I would like to follow up on the discussion we had in Florence on some design choices behind OONIB.
In particular the most controversy was around using HTTP or rsync.
Before discussion the pro and contra about one choice over the other it would be useful to frame what are exactly the requirements for OONIB.
# What is OONIB
OONIB is the backend of OONI. It will run mainly on one centralized machine and may in a later stage run distributed across multiple ones. Currently we have not though of how to make it scale to being distributed, so we will look at it as if it were running only on one central machine.
It will be responsible for:
* Reporting a) Collecting reports from OONIProbes. Such reports are the results of tests. b) Collecting reports from third party censorship measurement tools (e.x. Bismark, NeuBot, etc.)
* Assistance in test running Certain OONI Tests require to have a backend component (e.x. b0wser). On OONIB we will have the serverside component that will assist us in running the test.
Note: Certain tests require the server to make connections to the client. This means that the client will need to request the server to probe them.
* Control Channel Signaling This is required for making some measurements to verify that the data received by the backend specific to the test matches with the one sent by the client.
# What properties we would like it to have note: these are not ordered.
* Efficient even over high latency networks.
* Ease of integration for third party developers.
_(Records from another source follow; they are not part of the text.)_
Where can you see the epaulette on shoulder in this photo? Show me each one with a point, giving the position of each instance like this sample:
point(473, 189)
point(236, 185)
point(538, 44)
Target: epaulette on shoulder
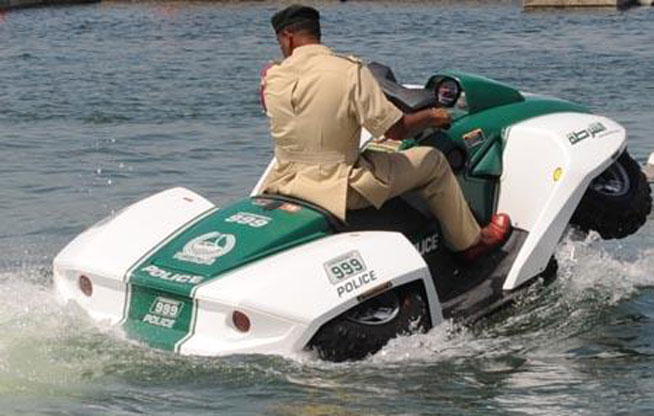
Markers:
point(350, 58)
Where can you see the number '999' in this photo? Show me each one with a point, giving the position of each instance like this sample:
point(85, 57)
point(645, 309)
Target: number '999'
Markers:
point(345, 266)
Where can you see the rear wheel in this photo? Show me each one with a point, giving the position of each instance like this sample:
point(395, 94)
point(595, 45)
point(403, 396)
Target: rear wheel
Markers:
point(617, 202)
point(366, 328)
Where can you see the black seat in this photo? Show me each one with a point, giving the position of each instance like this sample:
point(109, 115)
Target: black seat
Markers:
point(409, 100)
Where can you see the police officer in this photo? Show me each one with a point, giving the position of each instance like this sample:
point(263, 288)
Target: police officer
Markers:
point(318, 101)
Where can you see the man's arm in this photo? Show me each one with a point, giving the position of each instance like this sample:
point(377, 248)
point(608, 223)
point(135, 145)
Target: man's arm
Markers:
point(412, 123)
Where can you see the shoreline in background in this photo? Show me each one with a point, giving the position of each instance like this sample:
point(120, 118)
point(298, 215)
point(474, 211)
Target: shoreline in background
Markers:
point(7, 5)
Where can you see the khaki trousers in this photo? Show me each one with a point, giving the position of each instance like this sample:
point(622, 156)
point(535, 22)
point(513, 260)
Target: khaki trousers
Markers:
point(426, 170)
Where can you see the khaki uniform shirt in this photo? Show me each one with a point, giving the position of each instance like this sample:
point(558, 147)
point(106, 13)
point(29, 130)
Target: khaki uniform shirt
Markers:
point(317, 102)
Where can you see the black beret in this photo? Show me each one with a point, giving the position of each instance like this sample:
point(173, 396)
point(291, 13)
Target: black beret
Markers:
point(293, 14)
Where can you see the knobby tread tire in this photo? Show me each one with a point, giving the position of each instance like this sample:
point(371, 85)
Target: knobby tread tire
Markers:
point(616, 216)
point(342, 339)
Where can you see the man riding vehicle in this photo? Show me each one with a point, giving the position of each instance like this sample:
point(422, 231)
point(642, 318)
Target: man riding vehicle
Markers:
point(318, 102)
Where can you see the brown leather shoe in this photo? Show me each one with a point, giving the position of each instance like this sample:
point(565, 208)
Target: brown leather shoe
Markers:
point(492, 236)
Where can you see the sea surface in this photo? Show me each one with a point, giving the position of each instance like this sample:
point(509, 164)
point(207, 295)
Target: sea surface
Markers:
point(105, 104)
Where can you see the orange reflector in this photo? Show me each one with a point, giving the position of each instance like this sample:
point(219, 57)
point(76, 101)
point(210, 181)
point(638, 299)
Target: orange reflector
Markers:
point(85, 285)
point(241, 321)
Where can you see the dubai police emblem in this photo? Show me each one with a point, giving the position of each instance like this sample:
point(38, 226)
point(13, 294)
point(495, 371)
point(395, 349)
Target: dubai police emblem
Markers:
point(206, 248)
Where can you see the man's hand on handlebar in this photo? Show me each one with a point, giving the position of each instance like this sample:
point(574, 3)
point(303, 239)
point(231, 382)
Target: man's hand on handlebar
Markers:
point(411, 123)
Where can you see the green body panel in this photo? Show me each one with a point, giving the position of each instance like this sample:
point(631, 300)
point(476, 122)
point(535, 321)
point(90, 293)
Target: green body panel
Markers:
point(161, 309)
point(490, 107)
point(160, 326)
point(481, 93)
point(277, 230)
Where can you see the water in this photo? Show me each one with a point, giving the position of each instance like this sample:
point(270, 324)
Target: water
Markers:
point(102, 105)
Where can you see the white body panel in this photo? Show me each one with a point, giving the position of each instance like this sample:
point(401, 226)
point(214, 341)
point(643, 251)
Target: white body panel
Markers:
point(106, 251)
point(288, 297)
point(529, 192)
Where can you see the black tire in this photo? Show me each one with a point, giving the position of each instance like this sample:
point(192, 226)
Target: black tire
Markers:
point(617, 202)
point(356, 334)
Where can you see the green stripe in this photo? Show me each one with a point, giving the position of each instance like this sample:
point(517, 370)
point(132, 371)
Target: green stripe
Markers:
point(152, 318)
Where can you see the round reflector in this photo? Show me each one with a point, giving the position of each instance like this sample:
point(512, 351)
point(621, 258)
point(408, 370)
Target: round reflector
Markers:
point(85, 285)
point(241, 321)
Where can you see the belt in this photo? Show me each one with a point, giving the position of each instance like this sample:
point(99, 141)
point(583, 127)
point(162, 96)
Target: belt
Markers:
point(327, 157)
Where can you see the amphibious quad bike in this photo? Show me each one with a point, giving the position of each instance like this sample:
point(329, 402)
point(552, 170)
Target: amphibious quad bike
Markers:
point(273, 274)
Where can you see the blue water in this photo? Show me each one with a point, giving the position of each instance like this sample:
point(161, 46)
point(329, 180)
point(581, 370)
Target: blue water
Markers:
point(103, 105)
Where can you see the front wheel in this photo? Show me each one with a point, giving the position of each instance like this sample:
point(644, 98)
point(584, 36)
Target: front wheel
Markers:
point(366, 328)
point(617, 202)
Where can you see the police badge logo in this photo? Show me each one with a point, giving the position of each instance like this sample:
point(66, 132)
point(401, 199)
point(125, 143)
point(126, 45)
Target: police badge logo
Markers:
point(206, 248)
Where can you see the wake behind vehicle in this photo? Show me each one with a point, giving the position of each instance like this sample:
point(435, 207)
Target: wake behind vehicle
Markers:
point(277, 275)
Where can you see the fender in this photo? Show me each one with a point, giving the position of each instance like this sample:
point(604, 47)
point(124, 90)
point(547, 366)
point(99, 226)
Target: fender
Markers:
point(289, 296)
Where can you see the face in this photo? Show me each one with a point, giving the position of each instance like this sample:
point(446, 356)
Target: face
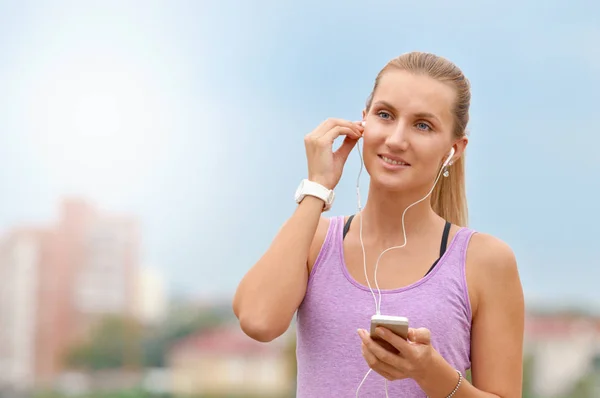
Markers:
point(409, 131)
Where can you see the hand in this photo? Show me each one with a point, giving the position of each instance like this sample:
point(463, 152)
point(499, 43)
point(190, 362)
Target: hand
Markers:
point(412, 360)
point(325, 166)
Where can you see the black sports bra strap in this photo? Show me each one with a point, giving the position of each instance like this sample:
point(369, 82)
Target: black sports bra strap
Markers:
point(347, 225)
point(445, 235)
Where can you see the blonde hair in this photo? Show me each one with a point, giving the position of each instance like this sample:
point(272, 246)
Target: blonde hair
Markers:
point(448, 199)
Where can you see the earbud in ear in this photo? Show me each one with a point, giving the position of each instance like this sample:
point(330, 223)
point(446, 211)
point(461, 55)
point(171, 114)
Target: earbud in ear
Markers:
point(449, 158)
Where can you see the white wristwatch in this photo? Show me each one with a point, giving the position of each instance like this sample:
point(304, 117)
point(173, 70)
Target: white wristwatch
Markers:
point(317, 190)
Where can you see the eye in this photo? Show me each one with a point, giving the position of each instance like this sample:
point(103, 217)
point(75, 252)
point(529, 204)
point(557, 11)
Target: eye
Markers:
point(423, 126)
point(384, 114)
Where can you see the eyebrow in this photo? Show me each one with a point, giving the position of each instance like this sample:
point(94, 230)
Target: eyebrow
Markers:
point(420, 115)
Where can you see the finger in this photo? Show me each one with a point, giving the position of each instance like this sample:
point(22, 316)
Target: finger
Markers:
point(335, 132)
point(420, 335)
point(344, 150)
point(331, 123)
point(398, 342)
point(384, 369)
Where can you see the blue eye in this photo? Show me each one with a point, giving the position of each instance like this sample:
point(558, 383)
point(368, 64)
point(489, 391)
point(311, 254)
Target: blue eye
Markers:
point(423, 126)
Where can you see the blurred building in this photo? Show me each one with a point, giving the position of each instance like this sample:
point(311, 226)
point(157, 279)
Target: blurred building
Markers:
point(225, 362)
point(565, 351)
point(55, 282)
point(152, 298)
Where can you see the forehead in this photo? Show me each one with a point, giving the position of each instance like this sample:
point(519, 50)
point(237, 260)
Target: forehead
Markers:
point(411, 93)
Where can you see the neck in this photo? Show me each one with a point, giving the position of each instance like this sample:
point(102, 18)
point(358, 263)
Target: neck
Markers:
point(382, 214)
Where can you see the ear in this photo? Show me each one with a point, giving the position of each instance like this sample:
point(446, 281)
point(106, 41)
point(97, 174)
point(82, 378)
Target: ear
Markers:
point(459, 146)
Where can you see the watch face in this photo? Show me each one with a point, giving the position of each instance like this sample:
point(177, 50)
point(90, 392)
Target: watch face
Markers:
point(330, 196)
point(299, 190)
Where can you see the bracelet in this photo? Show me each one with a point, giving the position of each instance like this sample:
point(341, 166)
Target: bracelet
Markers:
point(457, 385)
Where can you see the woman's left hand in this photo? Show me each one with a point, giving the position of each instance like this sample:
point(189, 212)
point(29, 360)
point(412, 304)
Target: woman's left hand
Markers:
point(412, 360)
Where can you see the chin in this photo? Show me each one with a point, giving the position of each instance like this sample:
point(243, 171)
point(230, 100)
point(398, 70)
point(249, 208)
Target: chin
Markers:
point(393, 182)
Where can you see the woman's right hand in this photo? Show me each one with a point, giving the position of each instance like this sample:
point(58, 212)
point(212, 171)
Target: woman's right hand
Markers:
point(325, 166)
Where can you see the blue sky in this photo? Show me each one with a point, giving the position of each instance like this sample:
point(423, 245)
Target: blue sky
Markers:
point(191, 115)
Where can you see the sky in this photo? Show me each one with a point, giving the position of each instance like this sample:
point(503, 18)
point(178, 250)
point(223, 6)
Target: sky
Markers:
point(191, 116)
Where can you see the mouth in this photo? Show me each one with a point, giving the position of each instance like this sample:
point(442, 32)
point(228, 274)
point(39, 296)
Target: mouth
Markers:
point(394, 161)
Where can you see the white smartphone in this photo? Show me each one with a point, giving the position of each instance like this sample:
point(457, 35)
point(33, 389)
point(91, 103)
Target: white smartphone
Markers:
point(396, 324)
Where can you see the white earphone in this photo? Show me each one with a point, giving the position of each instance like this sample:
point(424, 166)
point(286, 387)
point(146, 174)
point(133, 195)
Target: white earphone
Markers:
point(448, 160)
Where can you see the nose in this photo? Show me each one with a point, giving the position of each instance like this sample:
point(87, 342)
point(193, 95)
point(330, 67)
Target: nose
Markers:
point(398, 137)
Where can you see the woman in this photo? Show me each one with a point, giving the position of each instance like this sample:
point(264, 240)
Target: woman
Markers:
point(460, 290)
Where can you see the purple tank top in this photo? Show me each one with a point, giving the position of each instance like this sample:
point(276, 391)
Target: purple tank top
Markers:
point(330, 363)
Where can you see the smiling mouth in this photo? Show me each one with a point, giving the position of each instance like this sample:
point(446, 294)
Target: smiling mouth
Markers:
point(392, 161)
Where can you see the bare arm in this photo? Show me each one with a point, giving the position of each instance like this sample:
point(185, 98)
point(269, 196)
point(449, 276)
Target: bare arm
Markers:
point(272, 290)
point(269, 294)
point(497, 329)
point(499, 318)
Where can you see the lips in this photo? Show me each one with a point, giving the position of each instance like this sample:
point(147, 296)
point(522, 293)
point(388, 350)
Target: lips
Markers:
point(393, 160)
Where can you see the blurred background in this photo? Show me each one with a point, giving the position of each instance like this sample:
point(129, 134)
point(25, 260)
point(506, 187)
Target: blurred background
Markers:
point(149, 152)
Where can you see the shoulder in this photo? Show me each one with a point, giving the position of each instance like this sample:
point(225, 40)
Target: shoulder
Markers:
point(318, 240)
point(492, 270)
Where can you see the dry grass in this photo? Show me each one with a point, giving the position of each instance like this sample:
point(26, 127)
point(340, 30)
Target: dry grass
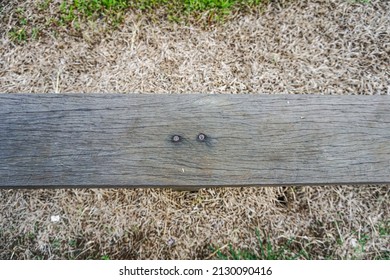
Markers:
point(321, 47)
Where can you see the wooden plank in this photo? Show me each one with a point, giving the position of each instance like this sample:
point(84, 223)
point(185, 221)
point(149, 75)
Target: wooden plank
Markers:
point(135, 140)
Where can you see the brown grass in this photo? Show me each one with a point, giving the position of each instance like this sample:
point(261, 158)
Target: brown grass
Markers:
point(320, 47)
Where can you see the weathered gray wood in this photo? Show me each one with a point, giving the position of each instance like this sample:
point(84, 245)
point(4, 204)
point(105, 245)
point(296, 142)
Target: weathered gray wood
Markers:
point(127, 140)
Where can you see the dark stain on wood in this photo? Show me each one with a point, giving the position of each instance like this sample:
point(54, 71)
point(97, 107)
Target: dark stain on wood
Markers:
point(83, 140)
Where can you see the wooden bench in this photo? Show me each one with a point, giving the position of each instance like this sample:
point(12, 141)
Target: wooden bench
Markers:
point(138, 140)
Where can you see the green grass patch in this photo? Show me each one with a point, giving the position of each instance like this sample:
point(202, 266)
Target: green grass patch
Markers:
point(265, 250)
point(77, 16)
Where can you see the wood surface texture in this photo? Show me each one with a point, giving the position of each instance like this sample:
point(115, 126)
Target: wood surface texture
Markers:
point(135, 140)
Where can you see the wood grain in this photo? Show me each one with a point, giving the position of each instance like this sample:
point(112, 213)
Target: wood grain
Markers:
point(129, 140)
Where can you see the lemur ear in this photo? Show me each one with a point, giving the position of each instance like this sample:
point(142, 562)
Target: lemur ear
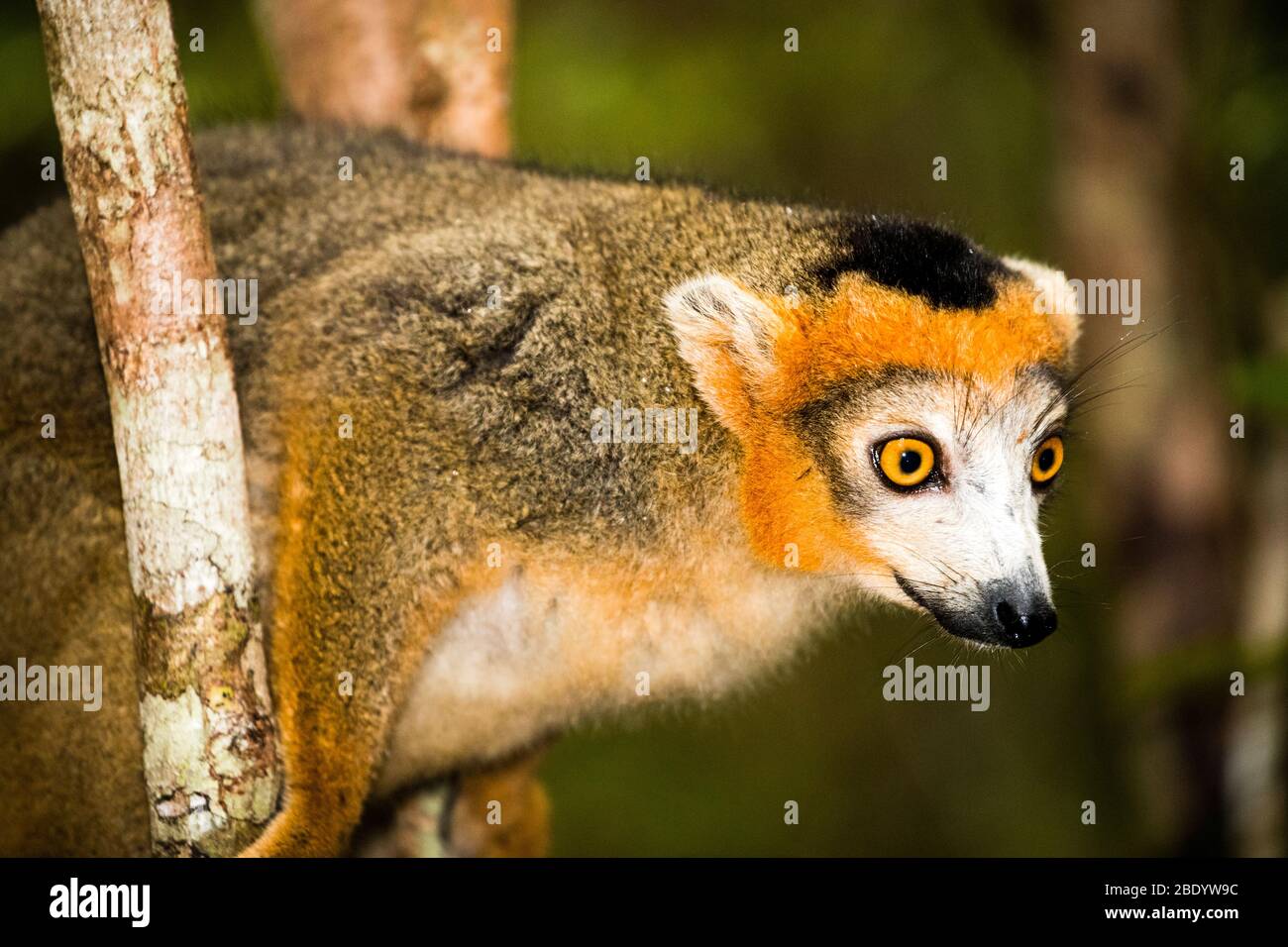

* Expandable to support requirements of new tests we develop.
* Anonymous
* Secure
# HTTP and rsych comparison note: I will not deal with the security aspects of OONIB. We will suppose to have an encrypted and authenticated transport (this can be TLS, Tor Hidden Services, etc.)
## Rsync:
Pro:
* It supports good compression algorithms
* It's efficient and supports resume
* It does integrity checking on the uploaded files
Contra:
* It's designed only for copying files, this means we can't implement any more advanced API like logic. [*]
* It's not supported by many languages (for example in python we only have an implementation of the rsync algorithm, not of the protocol [1])
* It's not as commonly used by other application developers that have similar requirements.
* Painful to do sanitization of the data sent by clients.
* Does not allow bidirectional communication (Request-Response pattern)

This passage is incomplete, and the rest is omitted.